Each instalment is a bite-sized morsel, giving an overview of the main controversies and stories attached to each feature, and managing – for the most part – to pack in a considerable amount of detail into such a relatively slight runtime. In fact, some of the subjects could probably warrant feature length documentaries all of their own, so credit must go to Cheel for ensuring the majority of the episodes stand up on their own merits, and leave the viewer feeling satisfied and informed, without skimping on material. There is even space at times to go off on some related tangents, giving greater context to the topic of each chapter in the series.
When discussing The Omen, for example, there is discussion of just what a curse really is, tracing it back from an historical perspective, and linking it to various occult beliefs. This does help to focus the mind greatly for the other four episodes, as the particular nature of each film’s ‘curse’ does actually vary, sometimes quite significantly. Some of it all comes down to superstition, or an unwillingness to ascribe certain events to nothing more than pure coincidence, and some arguments being offered in favour of a ‘curse’ are more compelling than others. A reasonable amount of debunking is also carried out throughout the series, rebutting some of the wilder or more outlandish theories or scuttlebutt.
The only time that Cursed Films goes rather too far off piste is in its examination of The Exorcist, when rather too much focus is placed on looking at the exploits of a supposed real-life exorcist, whose credibility gets chipped away gradually throughout. As interesting as this may be, it still feels better suited to a standalone documentary feature on that topic, as opposed to taking valuable minutes away from recounting the actual tales lying behind the making of the movie itself. However, this diversion is thankfully a minor bump in the road, which manages not to distract or divert too much from the overall quality of the series as a whole, which contains so little that could be considered mere filler.
What runs strongly throughout Cursed Films is a study of the nature of human belief systems, and the various situations or circumstances which can lead to rational people jumping to all manner of conclusions. Some of the stories being told here are the results of accidents, resulting from human error or misjudgement, but Cheel’s narrative makes us see just how comforting it can be to think that these instances stem from the hands of a higher power, rather than just being ascribed to chance or misfortune.
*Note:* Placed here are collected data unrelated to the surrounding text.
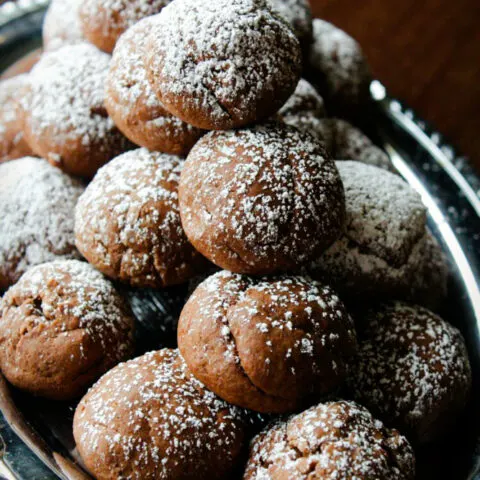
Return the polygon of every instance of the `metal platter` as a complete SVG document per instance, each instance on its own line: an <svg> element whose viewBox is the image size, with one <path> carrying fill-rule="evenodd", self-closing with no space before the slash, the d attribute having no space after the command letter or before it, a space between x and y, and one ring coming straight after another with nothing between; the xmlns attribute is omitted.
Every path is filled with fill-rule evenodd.
<svg viewBox="0 0 480 480"><path fill-rule="evenodd" d="M0 7L0 73L41 43L46 0ZM480 480L480 178L385 88L373 82L371 125L398 172L422 196L429 226L451 264L449 298L440 312L467 341L474 374L470 407L457 428L417 452L418 478ZM187 289L124 290L138 320L138 353L175 344ZM71 434L75 405L33 398L0 375L0 479L87 479Z"/></svg>

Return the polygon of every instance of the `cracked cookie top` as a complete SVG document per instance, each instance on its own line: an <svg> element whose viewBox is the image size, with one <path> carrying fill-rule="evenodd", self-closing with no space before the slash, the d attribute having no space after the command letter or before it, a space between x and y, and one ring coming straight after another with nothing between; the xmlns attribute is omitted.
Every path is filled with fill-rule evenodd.
<svg viewBox="0 0 480 480"><path fill-rule="evenodd" d="M73 212L83 191L40 158L0 164L0 290L34 265L79 256Z"/></svg>
<svg viewBox="0 0 480 480"><path fill-rule="evenodd" d="M108 372L74 418L96 478L229 478L245 441L245 413L207 390L178 350L147 353Z"/></svg>
<svg viewBox="0 0 480 480"><path fill-rule="evenodd" d="M321 403L254 438L244 480L413 480L407 439L385 428L364 407Z"/></svg>
<svg viewBox="0 0 480 480"><path fill-rule="evenodd" d="M145 17L159 13L171 0L82 0L79 17L88 41L111 53L119 37Z"/></svg>
<svg viewBox="0 0 480 480"><path fill-rule="evenodd" d="M416 443L438 439L457 420L471 388L461 333L429 310L401 302L361 320L348 378L355 399Z"/></svg>
<svg viewBox="0 0 480 480"><path fill-rule="evenodd" d="M178 346L192 373L221 398L281 413L342 383L355 330L340 299L318 282L222 271L189 298Z"/></svg>
<svg viewBox="0 0 480 480"><path fill-rule="evenodd" d="M405 295L419 265L429 261L420 195L383 169L336 163L346 196L344 234L307 270L342 292Z"/></svg>
<svg viewBox="0 0 480 480"><path fill-rule="evenodd" d="M204 131L170 115L147 80L145 42L157 19L140 20L119 39L110 62L105 104L117 127L133 143L186 155Z"/></svg>
<svg viewBox="0 0 480 480"><path fill-rule="evenodd" d="M0 367L15 386L75 398L133 353L133 317L85 262L31 268L0 301Z"/></svg>
<svg viewBox="0 0 480 480"><path fill-rule="evenodd" d="M131 147L105 109L110 56L93 45L42 55L22 99L24 134L38 155L72 175L92 177Z"/></svg>
<svg viewBox="0 0 480 480"><path fill-rule="evenodd" d="M195 248L237 273L298 270L338 238L344 222L334 163L313 137L280 123L202 137L179 194Z"/></svg>
<svg viewBox="0 0 480 480"><path fill-rule="evenodd" d="M178 182L184 161L145 148L101 168L80 197L77 247L105 275L137 287L187 281L207 261L180 221Z"/></svg>
<svg viewBox="0 0 480 480"><path fill-rule="evenodd" d="M268 0L176 0L146 49L165 108L187 123L226 130L273 115L295 90L300 45Z"/></svg>

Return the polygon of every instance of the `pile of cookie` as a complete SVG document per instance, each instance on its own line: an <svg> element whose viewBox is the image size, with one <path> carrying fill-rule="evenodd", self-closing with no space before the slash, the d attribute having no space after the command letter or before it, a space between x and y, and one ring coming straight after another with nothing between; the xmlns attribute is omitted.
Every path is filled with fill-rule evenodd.
<svg viewBox="0 0 480 480"><path fill-rule="evenodd" d="M43 33L0 87L7 380L88 390L97 479L413 479L471 370L426 208L354 126L358 44L307 0L53 0ZM132 359L118 285L189 281L178 348Z"/></svg>

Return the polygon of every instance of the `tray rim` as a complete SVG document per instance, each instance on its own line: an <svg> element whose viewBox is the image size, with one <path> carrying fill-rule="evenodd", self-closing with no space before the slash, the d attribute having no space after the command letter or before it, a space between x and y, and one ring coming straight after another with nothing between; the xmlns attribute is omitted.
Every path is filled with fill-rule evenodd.
<svg viewBox="0 0 480 480"><path fill-rule="evenodd" d="M50 0L9 0L4 2L0 5L0 29L23 16L45 9L49 3ZM412 109L406 107L400 100L390 97L386 87L379 80L372 81L370 92L372 100L381 109L382 113L394 120L403 130L408 132L417 143L430 153L431 157L437 162L441 169L447 173L450 179L457 185L458 189L463 192L471 207L480 217L480 175L472 169L468 159L457 155L456 149L449 142L446 142L436 129L428 125L427 122L422 120ZM413 173L409 171L409 167L405 162L395 162L394 159L392 159L392 161L397 169L400 170L402 176L407 177L407 179L410 176L410 180L412 180L412 177L416 178ZM468 170L468 172L465 172L465 170ZM471 179L474 179L475 185L472 185L467 175L471 177ZM416 184L412 186L419 190L420 194L423 193L425 195L425 192L422 191L422 184L418 181L413 183ZM478 189L477 192L475 188ZM433 203L433 206L436 207L435 203ZM435 211L432 212L431 210L432 205L428 205L428 207L429 213L435 215ZM440 209L438 207L436 207L436 209L438 210L436 213L444 217ZM443 219L442 221L448 225L447 220ZM469 273L467 273L469 280L464 283L469 292L472 303L471 306L477 319L477 328L480 331L480 280L475 278L475 274L460 245L458 245L458 248L464 257L463 268L469 271ZM465 272L462 271L462 277L464 273ZM39 438L37 431L29 425L21 413L17 419L12 415L10 407L12 409L14 408L14 402L9 393L9 386L1 372L0 400L3 404L7 405L6 411L2 410L1 413L8 426L52 473L64 480L85 480L91 478L70 459L66 459L57 452L52 452L41 437L40 443L42 447L35 444L34 439ZM2 437L0 435L0 443L1 442ZM479 474L480 457L477 458L477 464L471 472L469 480L480 479ZM0 448L0 478L1 475L5 476L8 480L14 480L16 478L15 474L6 464Z"/></svg>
As such, Cursed Films often ends up going far deeper than you might expect, or in a different and unexpected direction, and is consequently all the better for it, rather than being a ghoulish onlooker rubbernecking at real human losses.
Another strength of Cursed Films is its judicious use of the interview subjects chosen to talk about the featured flicks, such as the late director Richard Donner, actress Linda Blair, and – in a true highlight – horror icon Michael Berryman, who speaks in such a thoughtful and considered way about his experience of working on The Crow, and laying bare the true cost of mythologising awful tragedies at the expense of those involved. One important thing that can be taken away from this is you need not particularly be a horror fan in order to get something out of Cursed Films, and this series proves to be both intelligent and thought-provoking.
Cursed Films is out on Blu-ray on 27th February from Acorn Media.